Pauline Barral
The perception, representation, and experience of landscape in Alexander von Humboldt’s American Travel Journal
The point of departure for my Ph.D. project is the landscape in the American travel journals of Alexander von Humboldt. His work on them was not limited to the years 1799 to 1804, during his American journey; he continued working on them throughout his entire life.
On the one hand, Humboldt stands in a series of philosophical, aesthetic, and scientific traditions (natural philosophy, Romanticism, empiricism, Enlightenment) that establish nature as the focus of their endeavors. On the other hand, Humboldt is read as the founder of new disciplines (modern geography, plant geography, anthropology); knowledge about nature arises in the interplay of field research and historical, economic, and social data. The inner intellectual constitution of the observer is closely associated with this process. My Ph.D. project focuses on the epistemological leap from Romantic and Enlightenment notions of nature to Humboldt’s conception of nature, attempting to explain the degree to which the landscape is particularly instructive as a transversal concept and a connecting link between reason and sensitivity, in order to understand Humboldt’s theoretical progress and graphic innovations.
The American Travel Journals represent an extremely fruitful research source for assessing this research question because they offer direct access to Humboldt’s experience of the landscape at that time.
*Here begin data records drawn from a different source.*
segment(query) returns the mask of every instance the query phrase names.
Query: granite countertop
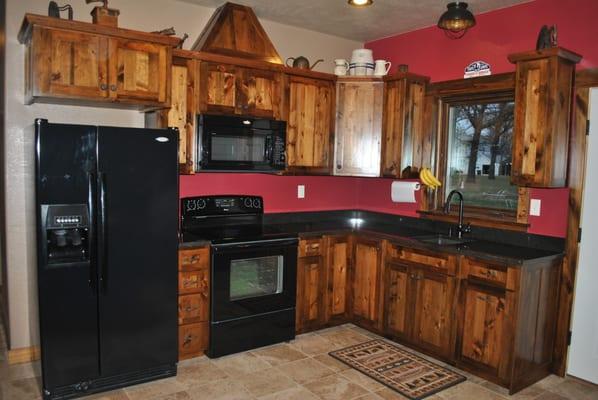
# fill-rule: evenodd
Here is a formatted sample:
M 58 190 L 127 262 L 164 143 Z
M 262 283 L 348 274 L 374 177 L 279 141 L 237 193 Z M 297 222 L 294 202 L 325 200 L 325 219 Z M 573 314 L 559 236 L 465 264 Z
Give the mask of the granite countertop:
M 398 245 L 424 250 L 433 250 L 456 255 L 465 255 L 490 262 L 519 265 L 546 258 L 557 258 L 563 255 L 563 249 L 557 240 L 542 240 L 543 237 L 508 231 L 492 232 L 488 229 L 473 228 L 473 234 L 467 238 L 471 241 L 461 245 L 438 245 L 421 242 L 418 237 L 446 233 L 440 224 L 431 225 L 415 218 L 404 218 L 378 213 L 360 211 L 343 213 L 288 213 L 268 215 L 264 220 L 264 233 L 285 234 L 288 236 L 320 236 L 331 234 L 360 233 L 376 238 L 391 240 Z M 358 214 L 355 214 L 358 213 Z M 314 214 L 317 214 L 314 216 Z M 315 218 L 314 218 L 315 217 Z M 476 237 L 476 231 L 479 236 Z M 511 243 L 505 239 L 511 239 Z M 549 242 L 546 245 L 544 242 Z M 554 243 L 557 245 L 554 245 Z M 208 241 L 181 243 L 180 248 L 207 246 Z M 526 246 L 527 244 L 527 246 Z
Their content and materiality illuminate how Humboldt wrote and drew landscapes on site, how he positions himself, constantly changed his travel route, and physically inhabited all of these different landscapes. The American Travel Journals show how Humboldt’s views of landscape came from a specific type of landscape experience.
My work is focused conceptually on the three following research directions: the landscape as perception, as representation, and as experience.